Russia will likely try again in the interest of advancing its cynical goals, which Hill starkly described as “to weaken our country — to diminish America’s global role and to neutralize a perceived U.S. threat to Russian interests. President (Vladimir) Putin and the Russian security services aim to counter U.S. foreign policy objectives in Europe, including in Ukraine, where Moscow wishes to reassert political and economic dominance.”
Russia cannot match the U.S., let alone NATO, in military spending, so it’s using asymmetric measures to disrupt the West.
“The Russians have a really dark purpose, which is to undermine democracy,” Richard Stengel, the former undersecretary of state for public diplomacy and public affairs, told an editorial writer. Stengel, a former Time editor and author of “Information Wars: How We Lost The Global Battle Of Disinformation And What We Can Do About It,” added that “we’re still in an era where offensive capabilities are greater than the defensive capabilities, which is worrisome going into a really critical presidential election.”
A recent joint statement from the departments of Justice, Defense and Homeland Security and other federal entities warned of looming 2020 interference. “Our adversaries want to undermine our democratic institutions, influence public sentiment and affect government policies. Russia, China, Iran and other foreign malicious actors all will seek to interfere in the voting process or influence voter perceptions,” the statement said.

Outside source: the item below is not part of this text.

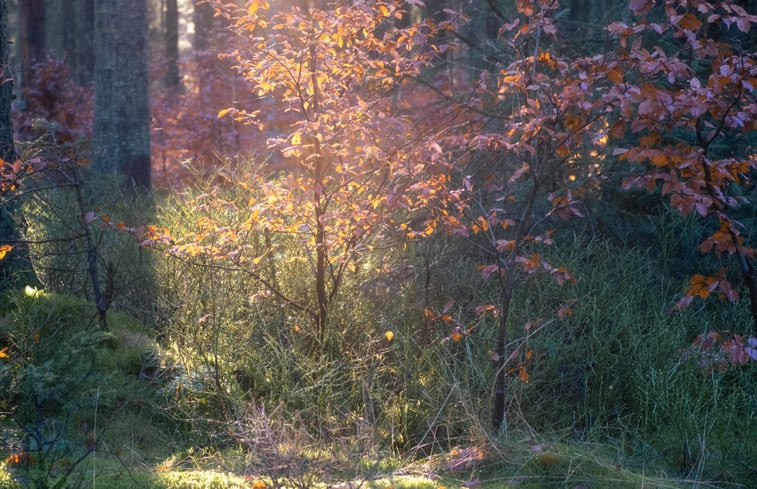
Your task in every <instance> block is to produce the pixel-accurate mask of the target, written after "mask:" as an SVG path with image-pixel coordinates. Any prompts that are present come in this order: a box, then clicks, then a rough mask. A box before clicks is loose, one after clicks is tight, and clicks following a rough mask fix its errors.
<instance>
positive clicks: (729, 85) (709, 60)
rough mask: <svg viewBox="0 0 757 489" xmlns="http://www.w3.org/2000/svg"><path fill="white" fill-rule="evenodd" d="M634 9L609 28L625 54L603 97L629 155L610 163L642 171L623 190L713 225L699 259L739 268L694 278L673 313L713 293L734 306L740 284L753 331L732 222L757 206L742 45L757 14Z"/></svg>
mask: <svg viewBox="0 0 757 489" xmlns="http://www.w3.org/2000/svg"><path fill="white" fill-rule="evenodd" d="M631 10H632V12H633V14H634V15H635V18H636V21H635V22H634V23H632V24H630V25H627V24H624V23H621V22H616V23H613V24H611V25H610V26H609V31H610V33H612V34H613V35H615V36H616V38H617V39H618V42H619V44H620V45H619V47H618V49H617V50H616V52H615V57H616V59H617V63H618V68H617V70H616V71H614V72H613V73H612V78H613V81H614V82H615V83H614V85H613V87H612V90H610V92H608V93H607V94H606V95H605V97H604V98H605V100H606V102H607V103H608V104H610V105H611V106H612V107H613V108H614V111H613V116H614V117H615V121H614V122H613V123H612V127H611V131H610V134H611V135H612V137H613V138H615V139H618V140H621V139H622V144H623V146H625V147H622V148H618V149H616V150H615V151H614V154H615V155H618V157H619V160H621V161H627V162H630V163H634V164H635V165H636V167H637V169H638V172H637V175H636V176H633V177H631V178H629V179H627V181H626V182H625V184H624V186H625V187H626V188H631V187H642V188H646V189H648V190H649V191H655V190H659V191H660V192H661V193H662V195H663V196H667V197H669V199H670V204H671V205H672V206H673V207H674V208H676V209H678V210H679V211H680V212H681V214H683V215H688V214H690V213H692V212H695V213H697V214H699V215H700V216H701V217H702V218H704V221H703V223H704V225H706V226H708V227H709V226H712V225H713V224H714V232H713V233H712V234H711V235H710V236H708V237H707V238H706V239H705V240H704V241H703V242H702V243H701V244H700V246H699V251H701V252H702V253H708V252H713V253H714V254H716V255H717V256H718V257H719V258H724V257H726V256H731V257H733V259H732V263H734V264H736V266H737V269H738V272H736V274H734V272H732V271H729V269H730V268H731V267H730V266H728V264H727V262H726V261H724V260H722V263H723V266H722V268H721V269H719V270H717V271H715V272H714V273H712V274H709V275H706V276H705V275H703V274H696V275H694V276H692V277H691V278H690V281H689V286H688V287H687V289H686V295H685V297H684V298H683V299H682V300H681V301H680V302H679V303H678V305H677V308H679V309H683V308H686V307H688V306H689V305H690V304H691V303H692V301H693V300H694V298H696V297H700V298H703V299H704V298H707V297H709V296H710V295H711V294H713V293H717V294H718V295H719V296H720V297H722V298H725V299H728V300H731V301H735V300H737V299H738V297H739V293H738V289H739V287H738V286H737V285H735V284H733V283H732V282H733V280H734V278H735V277H736V276H738V275H740V279H741V281H742V283H743V284H744V286H745V288H746V290H747V291H748V293H749V299H750V301H751V313H752V316H753V318H754V322H755V328H757V277H755V271H754V254H755V250H754V249H753V248H752V247H751V246H750V245H749V243H747V242H746V241H745V239H744V235H746V234H748V233H746V232H745V231H746V228H745V226H744V225H743V224H742V223H741V222H739V220H738V219H737V218H736V216H737V215H738V214H739V213H740V212H743V209H744V208H745V207H747V206H749V205H752V204H750V202H749V200H748V193H747V190H746V189H747V188H748V187H750V186H753V185H754V184H753V176H754V172H755V170H757V153H755V151H754V148H755V146H754V143H755V138H754V131H755V130H756V129H757V52H755V51H754V45H752V49H751V50H750V49H747V48H748V46H749V44H748V43H746V42H745V41H746V40H747V36H748V35H749V34H750V32H753V29H754V24H755V23H757V15H755V14H754V13H751V14H750V13H748V12H747V11H746V10H745V9H744V8H743V7H741V6H740V5H739V2H733V1H721V2H705V1H676V0H667V1H664V2H660V1H658V2H654V1H646V2H642V1H634V2H631ZM648 39H654V42H653V43H650V42H648V41H647V40H648ZM629 143H631V144H630V145H629Z"/></svg>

“An informed public is a resilient public,” the statement added. Stengel agreed on the need for more media literacy as well as more accountability for social media companies. “Every voter in a way is a target of entities that malignly seek to influence them,” Stengel said.

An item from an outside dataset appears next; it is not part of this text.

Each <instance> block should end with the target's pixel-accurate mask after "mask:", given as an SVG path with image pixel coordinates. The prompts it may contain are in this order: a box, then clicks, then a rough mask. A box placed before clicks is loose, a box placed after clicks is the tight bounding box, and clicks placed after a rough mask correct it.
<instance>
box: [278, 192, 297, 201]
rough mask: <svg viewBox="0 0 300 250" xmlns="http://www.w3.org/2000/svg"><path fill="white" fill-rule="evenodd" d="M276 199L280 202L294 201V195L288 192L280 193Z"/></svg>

That includes voices here at home, which is a factor Hill highlighted in her testimony. “President Putin and the Russian security services operate like a super PAC,” she said. “They deploy millions of dollars to weaponize our own political opposition research and false narratives. When we are consumed by partisan rancor, we cannot combat these external forces as they seek to divide us against each another, degrade our institutions and destroy the faith of the American people in our democracy.”
Russia’s, not America’s, interests are advanced by the “fictional narrative” that it wasn’t the Kremlin that attacked the U.S. in 2016. On that point, a deeply divided Congress, and country, must agree.